Golf-related injuries in Australian amateur golfers (P1)
To perform an epidemiological study in order to determine the golf-related injury locations, injury rates and possible risk factors for golf injury in amateur golfers across Australia.
A retrospective cross-sectional survey of Australian golf club members was used to collect data for the study. Chi-square testing was used to evaluate the association between golf injury and each possible risk factor at univariate level. All the possible risk factors were further examined in multivariate analysis using logistical regression.
There were 1 634 golfers included in the present study. Of these, 288 reported having had one or more golfrelated injuries in the previous year. The most common injury location was the lower back (25.3%), followed by the elbow (15.3%) and shoulder (9.4%). The most common injury mechanism was poor technique in execution of the golf swing (44.8%). Age, warm-up status, conditioning habits, wearing a golf glove/s and injury acquired in other sports / activities were significantly associated with risk of golf injury (p < 0.05). Equipment use such as type of golf club shaft used, type of shoes used and other factors studied were not statistically significant.
The most injured sites identified in this study were the lower back, elbow and shoulder respectively. Risk of injury during golfing varied according to age group, warm-up status, conditioning habits, whether the player wore a golf glove/s, and whether the golfer had been injured in other activities.
Golf is a popular sport played worldwide by people of all ages and skill levels. Part of the appeal of golf is that there are no gender, skill or age limits to participation. Golf participation rates vary across all age ranges and are high in the older age groups. This is partly due to the fact that those in the older/retired population have more leisure time to pursue activities and the fact that golf is low impact with a general aerobic component, which makes it a perfect recommendation for practitioners wanting their patients to exercise. Golf is a popular option as it also provides social interaction and can be played at all skill levels due to its handicap system. Additionally, for those people who like to remain active and competitive as they age, golf is a popular option.

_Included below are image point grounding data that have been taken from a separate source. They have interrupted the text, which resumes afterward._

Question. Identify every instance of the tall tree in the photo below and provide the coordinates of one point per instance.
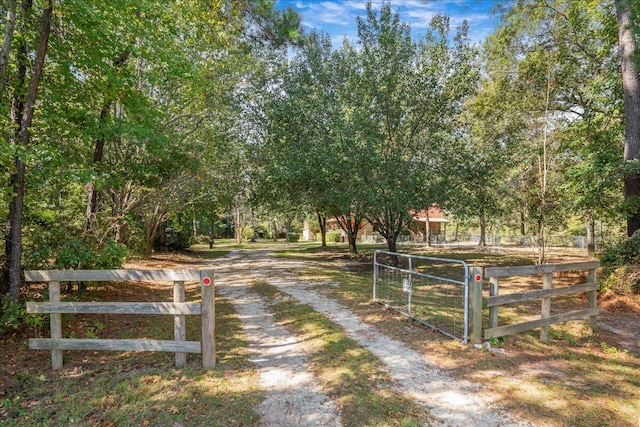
(23, 108)
(627, 14)
(413, 95)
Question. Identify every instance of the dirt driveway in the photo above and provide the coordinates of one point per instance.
(293, 396)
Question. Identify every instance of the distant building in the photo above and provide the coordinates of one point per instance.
(432, 218)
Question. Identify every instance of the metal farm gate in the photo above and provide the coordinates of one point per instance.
(432, 291)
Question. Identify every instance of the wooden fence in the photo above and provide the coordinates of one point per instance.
(178, 308)
(494, 301)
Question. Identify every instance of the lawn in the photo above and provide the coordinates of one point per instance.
(580, 378)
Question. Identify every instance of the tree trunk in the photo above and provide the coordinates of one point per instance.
(9, 25)
(92, 191)
(237, 226)
(591, 235)
(322, 220)
(427, 229)
(212, 231)
(352, 243)
(631, 86)
(483, 229)
(22, 138)
(392, 246)
(98, 153)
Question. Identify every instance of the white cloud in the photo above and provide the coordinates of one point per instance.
(338, 17)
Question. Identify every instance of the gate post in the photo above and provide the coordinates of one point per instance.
(475, 304)
(208, 319)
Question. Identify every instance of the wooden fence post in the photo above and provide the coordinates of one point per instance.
(179, 323)
(592, 296)
(546, 307)
(56, 325)
(494, 290)
(475, 305)
(208, 319)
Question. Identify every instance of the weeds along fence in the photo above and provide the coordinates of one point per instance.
(545, 295)
(432, 291)
(178, 308)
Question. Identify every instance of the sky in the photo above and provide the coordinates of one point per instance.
(338, 17)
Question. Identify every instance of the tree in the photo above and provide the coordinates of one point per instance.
(556, 58)
(412, 96)
(22, 112)
(627, 36)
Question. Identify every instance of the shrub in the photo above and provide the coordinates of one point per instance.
(76, 255)
(14, 316)
(621, 280)
(626, 251)
(334, 236)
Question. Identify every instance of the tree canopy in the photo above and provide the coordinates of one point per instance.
(124, 119)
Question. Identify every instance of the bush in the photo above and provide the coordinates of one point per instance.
(626, 251)
(14, 316)
(78, 255)
(621, 280)
(334, 236)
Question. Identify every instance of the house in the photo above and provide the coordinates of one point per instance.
(431, 219)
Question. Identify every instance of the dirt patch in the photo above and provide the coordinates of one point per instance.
(528, 381)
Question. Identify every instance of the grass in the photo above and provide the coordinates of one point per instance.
(580, 378)
(348, 372)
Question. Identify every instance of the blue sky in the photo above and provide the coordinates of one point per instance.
(338, 17)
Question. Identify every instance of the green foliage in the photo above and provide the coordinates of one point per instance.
(77, 254)
(334, 236)
(621, 280)
(14, 316)
(625, 251)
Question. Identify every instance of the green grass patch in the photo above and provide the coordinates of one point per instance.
(348, 372)
(140, 389)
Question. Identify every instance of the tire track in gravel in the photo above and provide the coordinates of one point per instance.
(455, 403)
(293, 396)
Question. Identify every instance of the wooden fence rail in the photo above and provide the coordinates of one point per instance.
(545, 295)
(178, 308)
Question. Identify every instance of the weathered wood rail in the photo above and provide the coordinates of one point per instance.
(494, 301)
(178, 308)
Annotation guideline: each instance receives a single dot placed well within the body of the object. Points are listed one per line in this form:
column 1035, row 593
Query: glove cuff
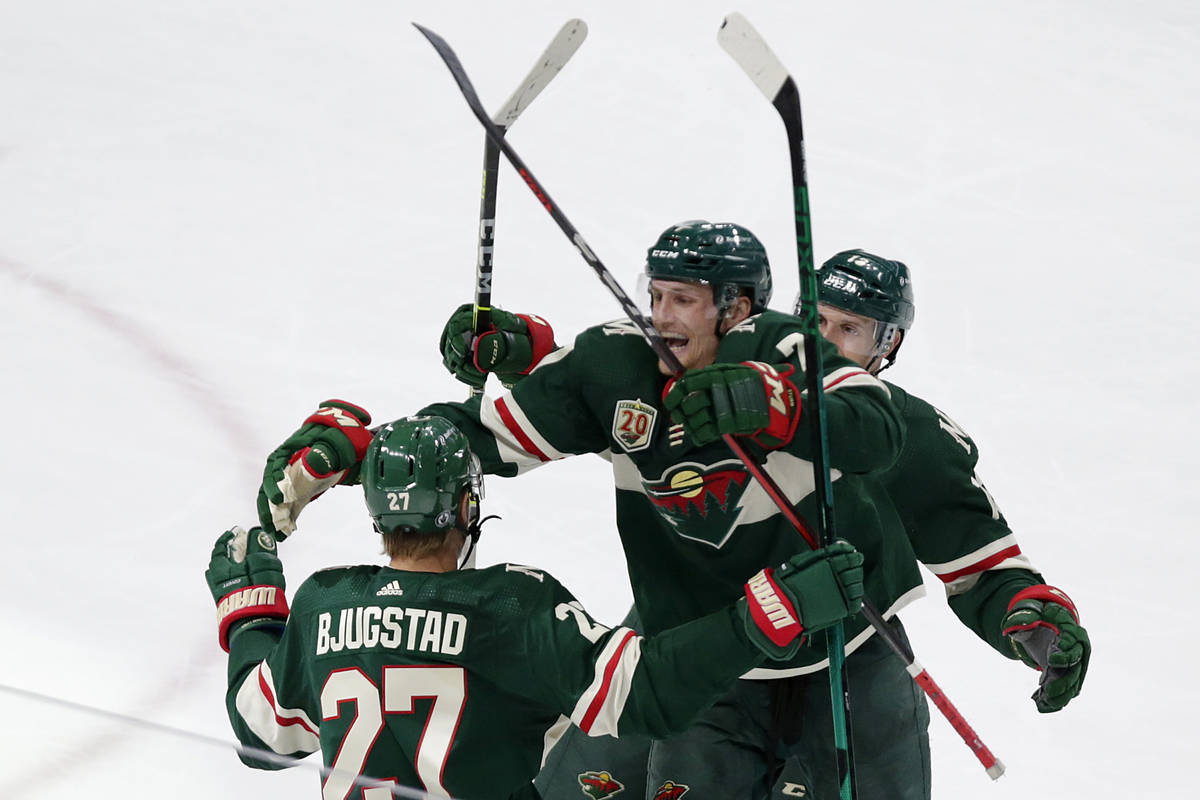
column 262, row 601
column 347, row 417
column 783, row 405
column 541, row 340
column 1045, row 593
column 771, row 609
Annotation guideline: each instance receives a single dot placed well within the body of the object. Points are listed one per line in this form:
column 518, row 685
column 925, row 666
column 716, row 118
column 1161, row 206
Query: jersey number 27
column 447, row 685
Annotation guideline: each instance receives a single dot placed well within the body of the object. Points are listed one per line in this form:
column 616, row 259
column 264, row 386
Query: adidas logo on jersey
column 390, row 589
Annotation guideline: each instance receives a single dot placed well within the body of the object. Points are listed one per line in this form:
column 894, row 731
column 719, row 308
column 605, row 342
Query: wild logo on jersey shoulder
column 671, row 791
column 701, row 499
column 633, row 425
column 599, row 785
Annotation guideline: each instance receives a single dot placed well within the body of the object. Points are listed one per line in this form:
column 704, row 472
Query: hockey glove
column 807, row 593
column 748, row 400
column 325, row 451
column 1043, row 630
column 511, row 347
column 246, row 579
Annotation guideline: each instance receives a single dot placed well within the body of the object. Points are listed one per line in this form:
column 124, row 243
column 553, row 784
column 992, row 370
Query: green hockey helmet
column 873, row 287
column 723, row 254
column 414, row 474
column 868, row 284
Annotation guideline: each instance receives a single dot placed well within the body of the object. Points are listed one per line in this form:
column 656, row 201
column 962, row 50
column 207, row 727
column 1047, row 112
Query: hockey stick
column 655, row 341
column 738, row 37
column 553, row 58
column 628, row 305
column 743, row 43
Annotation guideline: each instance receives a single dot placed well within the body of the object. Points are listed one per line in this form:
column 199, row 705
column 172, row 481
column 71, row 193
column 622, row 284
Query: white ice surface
column 214, row 215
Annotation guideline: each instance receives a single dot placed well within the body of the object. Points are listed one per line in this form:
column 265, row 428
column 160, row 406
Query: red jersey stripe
column 515, row 429
column 603, row 692
column 979, row 566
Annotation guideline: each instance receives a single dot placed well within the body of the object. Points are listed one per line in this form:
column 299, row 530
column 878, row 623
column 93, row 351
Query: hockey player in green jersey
column 694, row 524
column 955, row 528
column 421, row 674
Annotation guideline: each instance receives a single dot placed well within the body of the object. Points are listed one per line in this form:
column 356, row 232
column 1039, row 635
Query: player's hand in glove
column 748, row 400
column 1043, row 630
column 325, row 451
column 807, row 593
column 246, row 579
column 511, row 347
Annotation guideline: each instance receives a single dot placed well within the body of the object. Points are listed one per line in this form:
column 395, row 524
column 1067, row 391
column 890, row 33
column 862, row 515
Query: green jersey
column 954, row 525
column 695, row 525
column 456, row 683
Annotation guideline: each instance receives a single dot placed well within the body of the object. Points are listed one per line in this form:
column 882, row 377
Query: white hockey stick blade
column 557, row 54
column 739, row 38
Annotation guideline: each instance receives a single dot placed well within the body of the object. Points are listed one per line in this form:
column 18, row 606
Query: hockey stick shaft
column 631, row 310
column 748, row 48
column 556, row 55
column 735, row 34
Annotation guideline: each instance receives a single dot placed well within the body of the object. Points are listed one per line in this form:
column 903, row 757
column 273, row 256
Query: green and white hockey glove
column 751, row 400
column 1043, row 630
column 511, row 348
column 325, row 451
column 807, row 593
column 246, row 579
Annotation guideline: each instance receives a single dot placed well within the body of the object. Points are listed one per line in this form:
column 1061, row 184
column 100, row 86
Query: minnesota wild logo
column 599, row 785
column 671, row 791
column 700, row 499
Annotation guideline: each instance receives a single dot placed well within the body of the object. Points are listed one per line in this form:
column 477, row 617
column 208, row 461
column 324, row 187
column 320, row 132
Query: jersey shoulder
column 509, row 591
column 615, row 336
column 931, row 433
column 331, row 584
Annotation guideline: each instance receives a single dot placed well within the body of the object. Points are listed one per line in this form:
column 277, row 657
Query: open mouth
column 677, row 342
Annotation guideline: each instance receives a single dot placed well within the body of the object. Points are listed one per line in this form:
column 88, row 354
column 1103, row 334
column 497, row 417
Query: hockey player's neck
column 444, row 560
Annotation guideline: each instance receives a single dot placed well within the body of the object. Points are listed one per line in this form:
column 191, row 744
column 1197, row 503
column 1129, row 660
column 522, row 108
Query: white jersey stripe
column 853, row 378
column 283, row 731
column 509, row 446
column 600, row 705
column 966, row 561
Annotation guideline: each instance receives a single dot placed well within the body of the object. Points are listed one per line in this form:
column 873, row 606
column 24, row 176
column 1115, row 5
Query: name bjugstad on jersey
column 420, row 630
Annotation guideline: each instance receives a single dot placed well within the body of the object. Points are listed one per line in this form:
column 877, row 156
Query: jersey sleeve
column 954, row 524
column 613, row 681
column 545, row 417
column 864, row 429
column 265, row 696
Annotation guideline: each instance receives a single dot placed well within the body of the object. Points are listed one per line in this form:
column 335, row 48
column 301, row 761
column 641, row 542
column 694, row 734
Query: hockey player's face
column 853, row 335
column 685, row 316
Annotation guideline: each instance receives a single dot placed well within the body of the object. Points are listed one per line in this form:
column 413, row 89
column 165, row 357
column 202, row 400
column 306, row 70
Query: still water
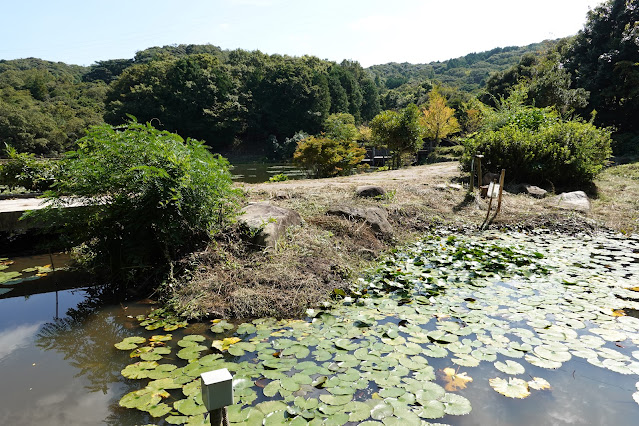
column 258, row 173
column 58, row 365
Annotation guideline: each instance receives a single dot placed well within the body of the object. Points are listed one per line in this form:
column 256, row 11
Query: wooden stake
column 472, row 176
column 501, row 189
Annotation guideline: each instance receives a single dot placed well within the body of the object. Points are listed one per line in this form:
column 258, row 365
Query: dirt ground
column 231, row 279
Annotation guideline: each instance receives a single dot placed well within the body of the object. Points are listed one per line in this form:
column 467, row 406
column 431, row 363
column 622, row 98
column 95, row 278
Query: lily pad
column 510, row 367
column 512, row 388
column 129, row 343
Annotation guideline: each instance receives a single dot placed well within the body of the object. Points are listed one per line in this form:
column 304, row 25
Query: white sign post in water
column 217, row 393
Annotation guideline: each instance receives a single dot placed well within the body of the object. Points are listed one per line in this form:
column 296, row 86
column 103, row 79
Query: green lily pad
column 222, row 326
column 189, row 407
column 512, row 388
column 130, row 343
column 510, row 367
column 456, row 405
column 139, row 370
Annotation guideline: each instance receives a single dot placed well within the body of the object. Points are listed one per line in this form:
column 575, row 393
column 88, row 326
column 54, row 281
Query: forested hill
column 468, row 73
column 220, row 96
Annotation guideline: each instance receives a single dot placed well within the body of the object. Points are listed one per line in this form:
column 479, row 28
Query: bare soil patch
column 231, row 279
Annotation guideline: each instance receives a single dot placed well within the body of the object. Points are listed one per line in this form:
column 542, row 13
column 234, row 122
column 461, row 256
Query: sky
column 369, row 31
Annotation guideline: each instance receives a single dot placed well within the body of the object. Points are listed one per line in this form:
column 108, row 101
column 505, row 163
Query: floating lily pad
column 129, row 343
column 512, row 388
column 538, row 383
column 510, row 367
column 139, row 370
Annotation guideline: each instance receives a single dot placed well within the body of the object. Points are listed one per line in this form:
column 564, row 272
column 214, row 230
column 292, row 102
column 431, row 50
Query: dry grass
column 231, row 280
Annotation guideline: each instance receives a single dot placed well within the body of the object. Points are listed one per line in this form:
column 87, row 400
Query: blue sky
column 368, row 31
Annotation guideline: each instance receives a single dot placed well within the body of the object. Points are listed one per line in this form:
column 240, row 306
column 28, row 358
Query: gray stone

Although uncommon, injuries do occur whilst playing golf. Considering the popularity of golf, both in terms of participation and spectator rates, it is surprising that there have been only a few small studies on golf injury. Gosheger et al.8 reported that most of our understanding of golf injuries relies on two publications produced by McCarroll et al.13 in 1990 and Batt in 1992,4 and one produced over 20 years ago by McCarroll and Gioe.14 The aims of this study were to determine the golf-related injury locations among amateur golfers across Australia, to examine the common injury mechanisms in golf, and to determine if factors such as age, gender and skill level affect injury rates. As golf-related injury occurs frequently in the golf swing, this study also attempted to ascertain the golf swing phase during which most injuries occur.